The sale of fake DVDs remain rampant in the key cities of the Kingdom. Fake DVDs are being sold openly despite its prohibition.
In Jeddah and Dammam, for instance, fake DVDs are being sold in electronic shops in commercial areas. While the shop owners are Saudi nationals, the staff come from South Asian countries. The same is true in Riyadh. Customers include Saudi nationals, Asians and Europeans, among others.
The staff show customers a list from which to select new and old films and once they have made a selection, someone would go out and come back after a few minutes to give the order. The fake DVDs are wrapped in plastic and hidden under the shirt of the staff. They give the order once they are back inside the shop.
They sell three DVDs for SR 25, a marginal cost compared to the cost of
new original DVDs.
They also copy sports events on television. This is mostly done by Filipino expatriates who have been cashing in on the fights of the eight-division champion Manny Pacquaio. They copy the fight on blank DVDs, after which
these are made available to customers who are mainly Filipinos.
The sale of fake DVDs of Manny Pacquiao is widespread in the commercial district of Batha.
"There's a certain place there where the sellers and customers meet. The exchange of the fake DVD and money is swift whereby the seller immediately leaves the place after placing the order and receiving payment," Rey Almarinez, who works for a construction firm, told Arab News.
Because a blank DVD doesn't cost much, pirates and sellers make a lot of money in selling a fake DVD for SR 10.

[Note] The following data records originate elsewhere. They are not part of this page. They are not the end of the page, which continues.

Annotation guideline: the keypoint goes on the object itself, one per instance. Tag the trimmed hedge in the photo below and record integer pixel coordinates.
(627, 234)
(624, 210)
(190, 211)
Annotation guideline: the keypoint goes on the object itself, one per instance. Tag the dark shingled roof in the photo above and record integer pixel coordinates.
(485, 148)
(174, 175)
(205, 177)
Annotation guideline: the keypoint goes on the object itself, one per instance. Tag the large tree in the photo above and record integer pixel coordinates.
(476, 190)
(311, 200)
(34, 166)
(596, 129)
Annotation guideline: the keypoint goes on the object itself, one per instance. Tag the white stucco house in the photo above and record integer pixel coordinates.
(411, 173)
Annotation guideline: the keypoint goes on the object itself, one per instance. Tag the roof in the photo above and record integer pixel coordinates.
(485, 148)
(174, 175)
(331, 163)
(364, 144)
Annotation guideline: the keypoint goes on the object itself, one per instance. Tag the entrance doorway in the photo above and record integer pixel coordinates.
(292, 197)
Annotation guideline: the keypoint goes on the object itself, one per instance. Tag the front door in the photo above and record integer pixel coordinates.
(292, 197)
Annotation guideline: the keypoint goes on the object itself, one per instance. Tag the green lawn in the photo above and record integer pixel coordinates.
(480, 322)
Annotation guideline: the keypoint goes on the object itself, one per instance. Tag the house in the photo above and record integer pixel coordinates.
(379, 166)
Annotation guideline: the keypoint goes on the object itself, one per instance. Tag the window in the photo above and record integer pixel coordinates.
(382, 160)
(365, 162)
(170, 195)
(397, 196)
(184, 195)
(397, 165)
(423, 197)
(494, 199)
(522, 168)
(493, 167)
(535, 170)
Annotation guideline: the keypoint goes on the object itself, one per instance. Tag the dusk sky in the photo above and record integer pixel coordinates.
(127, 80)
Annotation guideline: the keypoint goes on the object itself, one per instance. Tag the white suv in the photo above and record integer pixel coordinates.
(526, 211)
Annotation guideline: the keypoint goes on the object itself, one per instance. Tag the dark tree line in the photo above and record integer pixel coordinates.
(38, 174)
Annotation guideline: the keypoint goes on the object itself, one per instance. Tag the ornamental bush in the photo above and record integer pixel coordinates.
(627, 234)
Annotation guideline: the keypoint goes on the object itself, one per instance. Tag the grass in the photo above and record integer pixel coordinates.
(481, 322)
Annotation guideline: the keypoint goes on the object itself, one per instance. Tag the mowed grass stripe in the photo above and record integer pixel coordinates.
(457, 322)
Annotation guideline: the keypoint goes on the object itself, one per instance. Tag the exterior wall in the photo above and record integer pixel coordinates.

Saudi Arabia sentenced a piracy trader in a landmark judgment early this year, according to the country's Board of Grievances (BOG). A Saudi court jailed the offender after a retail outlet and warehouse had been raided a total of seven times since 2006, resulting in the seizure of over 100,000 counterfeit products and several reproduction equipment.
Each of the six offenses resulted in escalating fines. However, following the seventh raid in 2010, the Ministry of Culture and Information recommended to the highest judicial authority, the BOG, that the offender be imprisoned.
"This is a very important victory for anti-piracy advocates as it is the first-ever court judgment in Saudi Arabia resulting in imprisonment," Arabian Anti-Piracy Alliance Chief Executive Officer Scott Butler said in a statement.
He said that pirating results in huge losses for the Saudi economy, with
studies indicating that a reduction of piracy rates could have potentially yielded up to 1 billion in GDP in the past two years.
"This clearly represents a huge incentive for the Saudi government to step up its efforts to break up pirate syndicates," Butler added.
The arrest of the Saudi trader was followed by government raids.
Rafeik Al-Okaily, director of copyrights at the Ministry of Culture and Information, said that a penalty was recommended to the Board of Grievances; that a fine be imposed on a Saudi businessman arrested for trading in pirated products in the capital's Shumaisy district.
"The Saudi trader could be detained for at least 10 days and fined SR 150,000 as per the recommendation of the Review Committee," he told Arab News.
He added that a team of inspectors was also planning to raid a Saudi trader in Batha after he was given two weeks to comply. The suspect, however, promised to dispose of the fake DVDs in his shop and cooperate with them.
Mohammad Al-Dhabaan, a spokesman for the Business Software Alliance, said: "The BSA has been working closely with the government in the crackdown on piracy. Since it does not have policing powers, it reports individuals or companies using or trading in pirated products to the Ministry of Culture and Information."
He added that the ministry's copyright directorate dispatches inspectors to follow up reports and make arrests if necessary, adding that both the BSA and the ministry would "continue over the coming months to maximize the impact of awareness programs."
The Dubai-based Arabian Anti-Piracy Alliance (AAA) also coordinated with the ministry in the arrest and conviction of the first Saudi trader of pirated products earlier this year.
AAA's Butler told Arab News in an earlier interview: "The conviction is seen by the AAA as a precedent for merchants to strictly comply with Saudi piracy laws and serves as a deterrent to would-be violators."